Plutôt trop lentement que trop vite pour la BoJ
Ce matin, tous les yeux étaient tournés vers la Banque du Japon. qui a tenu sa première réunion sous la présidence de son nouveau président, Kazuo Ueda. À l’approche de cette réunion, l’académicien et ancien membre du conseil des gouverneurs de la banque avait déjà fait part de sa préférence pour un statu quo monétaire. Il n'y a pas si longtemps, c’était encore tout sauf évident. Au cours des derniers mois, le prédécesseur d’Ueda, Haruhiko Kuroda, a été confronté à une pression extrême de la part du marché. Celui-ci s'était mis à spéculer sur le début de la fin de la politique monétaire extrêmement souple menée depuis des décennies, et à tester le plafond des taux à dix ans (0,50 %), poussant ainsi la BoJ à acheter des obligations d’État à la chaîne. Mais le jour de la dernière réunion de politique présidée par Kuroda (10/03), l’implosion de la Silicon Valley Bank et l’anticipation d’un revirement de la politique de la Fed (et d’autres) ont permis de relâcher la pression. Ironie, ce n’est pas une exclusive britannique.

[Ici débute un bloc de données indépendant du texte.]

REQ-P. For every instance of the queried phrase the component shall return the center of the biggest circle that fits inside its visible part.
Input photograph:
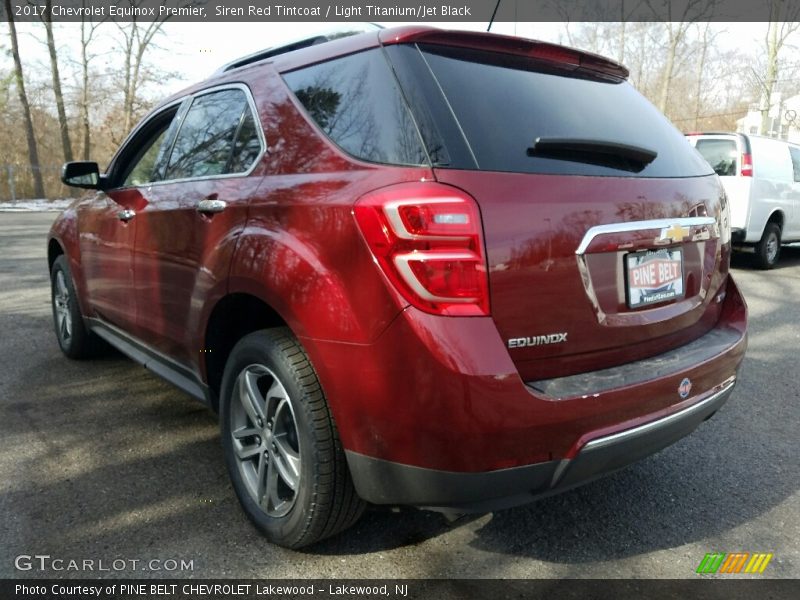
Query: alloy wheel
(61, 303)
(265, 441)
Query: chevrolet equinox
(414, 267)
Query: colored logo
(736, 562)
(685, 388)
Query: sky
(196, 50)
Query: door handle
(210, 206)
(126, 215)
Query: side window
(356, 103)
(247, 145)
(795, 161)
(218, 136)
(140, 159)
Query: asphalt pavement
(102, 461)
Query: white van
(761, 177)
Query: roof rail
(319, 38)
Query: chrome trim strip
(641, 225)
(602, 442)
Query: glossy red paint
(534, 224)
(443, 393)
(403, 385)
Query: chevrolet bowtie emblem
(676, 233)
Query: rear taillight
(428, 240)
(747, 165)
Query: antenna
(494, 13)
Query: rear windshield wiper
(614, 155)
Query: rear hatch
(602, 226)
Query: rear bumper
(434, 412)
(384, 482)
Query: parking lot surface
(101, 460)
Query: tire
(768, 249)
(75, 340)
(281, 446)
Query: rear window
(503, 103)
(356, 102)
(721, 154)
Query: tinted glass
(795, 161)
(503, 103)
(720, 154)
(356, 103)
(205, 141)
(247, 145)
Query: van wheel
(282, 449)
(75, 340)
(768, 250)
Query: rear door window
(503, 103)
(721, 154)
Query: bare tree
(33, 153)
(676, 31)
(783, 22)
(136, 39)
(705, 43)
(88, 29)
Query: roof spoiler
(510, 45)
(314, 40)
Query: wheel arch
(233, 316)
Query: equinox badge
(537, 340)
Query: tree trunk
(771, 75)
(700, 68)
(62, 114)
(669, 67)
(86, 153)
(33, 153)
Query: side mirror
(83, 174)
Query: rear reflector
(427, 238)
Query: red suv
(410, 267)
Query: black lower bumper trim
(389, 483)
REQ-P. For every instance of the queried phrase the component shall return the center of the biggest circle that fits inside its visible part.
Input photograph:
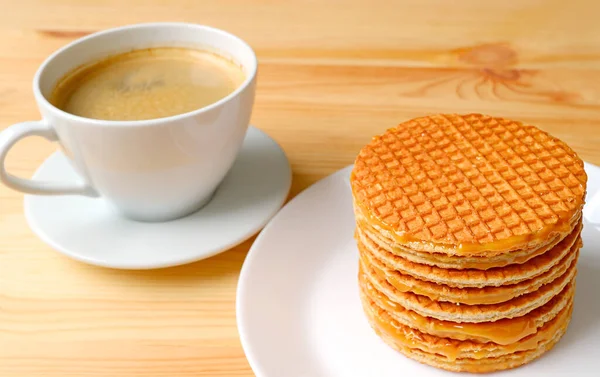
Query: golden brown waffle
(468, 185)
(495, 277)
(475, 262)
(468, 230)
(447, 311)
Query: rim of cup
(250, 75)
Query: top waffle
(469, 183)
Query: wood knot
(489, 55)
(502, 74)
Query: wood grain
(331, 75)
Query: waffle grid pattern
(468, 179)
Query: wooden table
(332, 73)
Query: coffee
(147, 84)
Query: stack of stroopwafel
(468, 229)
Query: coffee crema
(147, 84)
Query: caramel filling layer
(451, 349)
(494, 295)
(503, 332)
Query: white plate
(299, 313)
(89, 230)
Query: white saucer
(88, 230)
(299, 313)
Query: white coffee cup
(149, 170)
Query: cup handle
(10, 137)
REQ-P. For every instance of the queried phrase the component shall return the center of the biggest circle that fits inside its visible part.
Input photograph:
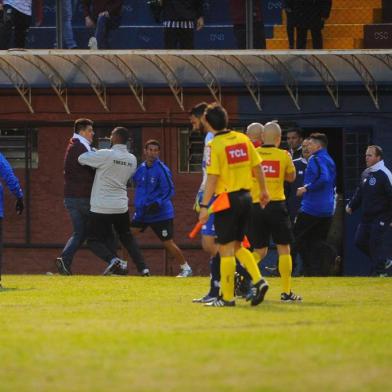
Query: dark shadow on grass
(6, 289)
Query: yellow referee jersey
(231, 156)
(276, 164)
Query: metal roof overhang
(253, 70)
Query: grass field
(87, 333)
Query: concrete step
(330, 31)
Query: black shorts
(272, 221)
(163, 229)
(231, 224)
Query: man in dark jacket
(374, 196)
(8, 177)
(318, 203)
(238, 16)
(180, 19)
(104, 16)
(153, 207)
(310, 15)
(78, 181)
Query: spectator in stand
(180, 19)
(15, 19)
(238, 15)
(68, 36)
(104, 16)
(288, 6)
(7, 175)
(311, 15)
(374, 197)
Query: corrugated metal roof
(141, 69)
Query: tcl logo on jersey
(237, 153)
(271, 168)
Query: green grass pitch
(86, 333)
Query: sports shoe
(92, 43)
(284, 297)
(116, 267)
(257, 292)
(204, 300)
(219, 303)
(185, 273)
(145, 272)
(62, 268)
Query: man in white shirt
(15, 16)
(109, 203)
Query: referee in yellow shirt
(231, 161)
(273, 221)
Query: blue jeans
(104, 25)
(68, 37)
(78, 209)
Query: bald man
(273, 221)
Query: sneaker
(62, 267)
(219, 303)
(185, 273)
(145, 272)
(92, 43)
(257, 292)
(284, 297)
(204, 300)
(116, 267)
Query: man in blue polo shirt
(153, 207)
(374, 196)
(318, 203)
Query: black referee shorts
(231, 224)
(272, 221)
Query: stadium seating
(344, 28)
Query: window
(19, 146)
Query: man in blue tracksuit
(153, 207)
(8, 177)
(374, 196)
(318, 203)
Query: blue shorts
(209, 227)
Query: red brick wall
(50, 223)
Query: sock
(185, 266)
(227, 277)
(246, 259)
(242, 271)
(285, 267)
(215, 276)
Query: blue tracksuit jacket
(7, 175)
(320, 178)
(374, 194)
(153, 185)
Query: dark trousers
(258, 35)
(290, 29)
(374, 240)
(13, 24)
(100, 228)
(317, 37)
(309, 231)
(178, 38)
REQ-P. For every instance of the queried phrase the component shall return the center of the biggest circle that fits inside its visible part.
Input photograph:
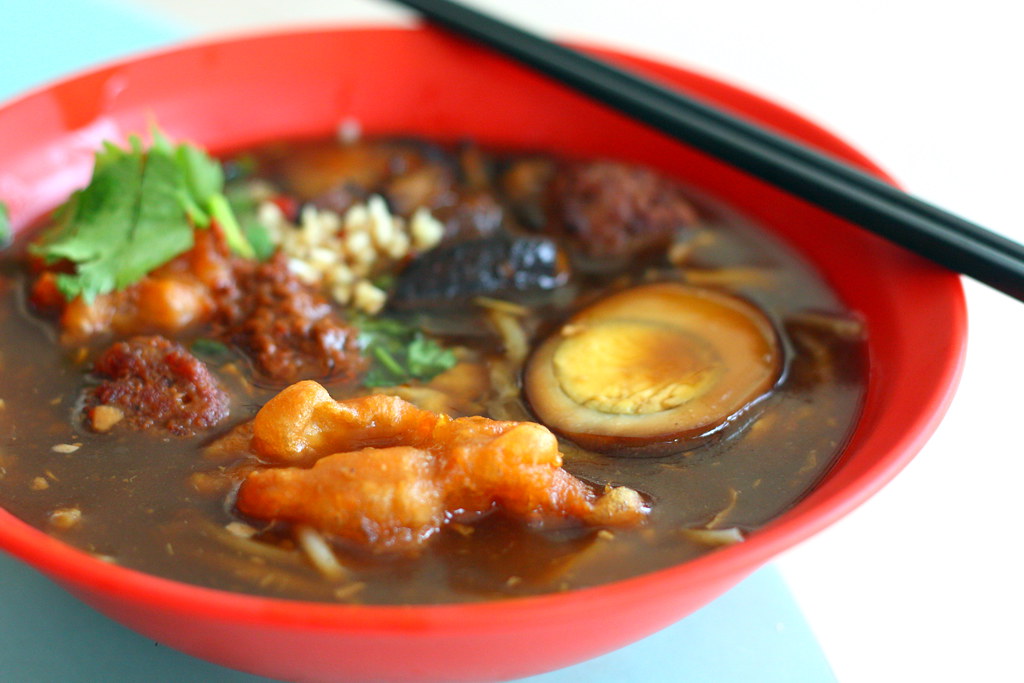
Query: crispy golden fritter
(387, 475)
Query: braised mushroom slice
(498, 265)
(654, 369)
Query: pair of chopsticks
(823, 180)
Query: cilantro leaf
(399, 353)
(6, 233)
(138, 212)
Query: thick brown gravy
(139, 506)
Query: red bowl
(232, 93)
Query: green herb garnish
(399, 352)
(211, 350)
(246, 209)
(6, 233)
(138, 212)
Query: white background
(924, 582)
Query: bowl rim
(810, 515)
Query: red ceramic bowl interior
(229, 94)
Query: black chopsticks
(811, 175)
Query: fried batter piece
(387, 475)
(176, 296)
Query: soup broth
(164, 503)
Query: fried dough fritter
(387, 475)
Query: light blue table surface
(754, 633)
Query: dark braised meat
(154, 384)
(499, 265)
(611, 209)
(287, 330)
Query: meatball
(613, 210)
(154, 384)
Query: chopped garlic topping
(342, 253)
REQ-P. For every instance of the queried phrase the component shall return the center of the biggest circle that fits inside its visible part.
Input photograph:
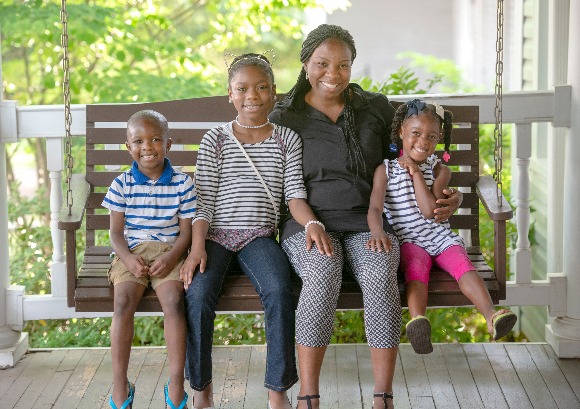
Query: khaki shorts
(149, 251)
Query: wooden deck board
(487, 385)
(555, 380)
(486, 375)
(506, 375)
(440, 380)
(461, 377)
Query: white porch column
(563, 333)
(13, 343)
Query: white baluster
(523, 252)
(55, 162)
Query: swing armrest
(71, 223)
(80, 193)
(487, 192)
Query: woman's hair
(314, 39)
(152, 116)
(430, 109)
(250, 59)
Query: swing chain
(67, 112)
(497, 133)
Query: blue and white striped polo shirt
(152, 207)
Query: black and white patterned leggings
(321, 277)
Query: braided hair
(151, 116)
(314, 39)
(429, 109)
(250, 59)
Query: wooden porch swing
(88, 288)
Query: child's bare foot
(383, 400)
(278, 400)
(501, 323)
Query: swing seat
(88, 289)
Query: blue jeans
(264, 262)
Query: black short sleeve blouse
(338, 194)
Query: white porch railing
(520, 108)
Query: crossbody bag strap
(262, 181)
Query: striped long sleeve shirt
(230, 195)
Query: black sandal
(383, 395)
(308, 398)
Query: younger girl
(244, 167)
(413, 183)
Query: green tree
(127, 51)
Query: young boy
(151, 209)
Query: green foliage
(401, 82)
(30, 241)
(150, 51)
(141, 50)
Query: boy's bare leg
(127, 296)
(472, 286)
(170, 294)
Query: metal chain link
(67, 113)
(497, 132)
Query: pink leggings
(416, 262)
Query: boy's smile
(148, 147)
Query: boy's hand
(197, 257)
(316, 234)
(136, 265)
(378, 242)
(162, 266)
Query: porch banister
(563, 334)
(55, 161)
(523, 154)
(9, 338)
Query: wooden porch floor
(494, 375)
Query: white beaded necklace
(252, 126)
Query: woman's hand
(379, 241)
(162, 266)
(316, 234)
(197, 257)
(448, 205)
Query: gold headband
(256, 56)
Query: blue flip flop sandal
(129, 402)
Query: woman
(345, 133)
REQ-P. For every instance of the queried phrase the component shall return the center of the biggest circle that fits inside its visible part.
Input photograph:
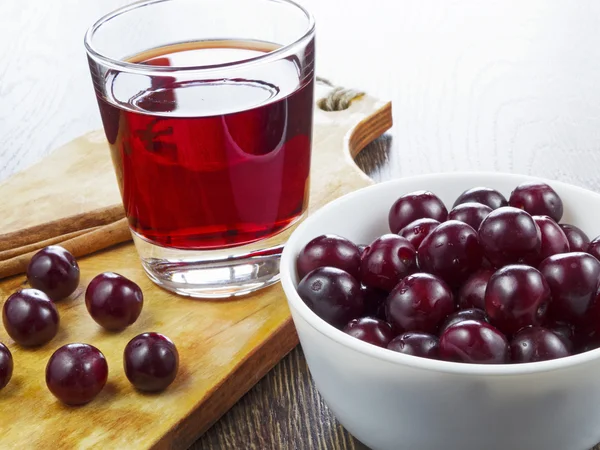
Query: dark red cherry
(533, 344)
(566, 333)
(474, 342)
(334, 295)
(417, 344)
(462, 315)
(386, 261)
(589, 325)
(578, 240)
(329, 250)
(374, 302)
(6, 365)
(538, 199)
(573, 278)
(516, 296)
(451, 251)
(151, 362)
(472, 293)
(594, 248)
(420, 302)
(418, 230)
(54, 271)
(509, 235)
(113, 301)
(76, 373)
(413, 206)
(470, 213)
(30, 317)
(554, 240)
(483, 195)
(371, 330)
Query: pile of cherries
(77, 372)
(490, 282)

Ueda n’a pas brusqué les choses ce matin. Comme prévu, les paramètres sont restés inchangés, à savoir un taux directeur négatif de -0,1 % et un objectif de 0 % pour le taux à dix ans, avec un écart autorisé de 50 points de base dans un sens ou dans un autre. Pourtant, le nouveau président a déjà un peu marqué son empreinte. Dans la déclaration qui accompagne la décision, la banque centrale ne dit plus qu'elle s’attend à un maintien, voir une nouvelle diminution, de ces taux extrêmement bas. Or, cette mention se trouvait dans le communiqué depuis octobre 2019. En outre, la BoJ a désormais totalement tourné la page du Covid en supprimant toutes les références à celui-ci. Ueda aurait pu utiliser ces nouveaux éléments pour amorcer, prudemment mais formellement, un revirement restrictif de la politique, d’autant plus que l’inflation est en train de grimper. Le chiffre national du mois de mars varie, en fonction de la mesure utilisée, entre 3,1 % et 3,8 %. Et juste avant la réunion d’aujourd’hui, une accélération de l’inflation a encore été annoncée pour la capitale au mois d’avril. Or, le chiffre de Tokyo a une forte valeur indicative pour le chiffre national.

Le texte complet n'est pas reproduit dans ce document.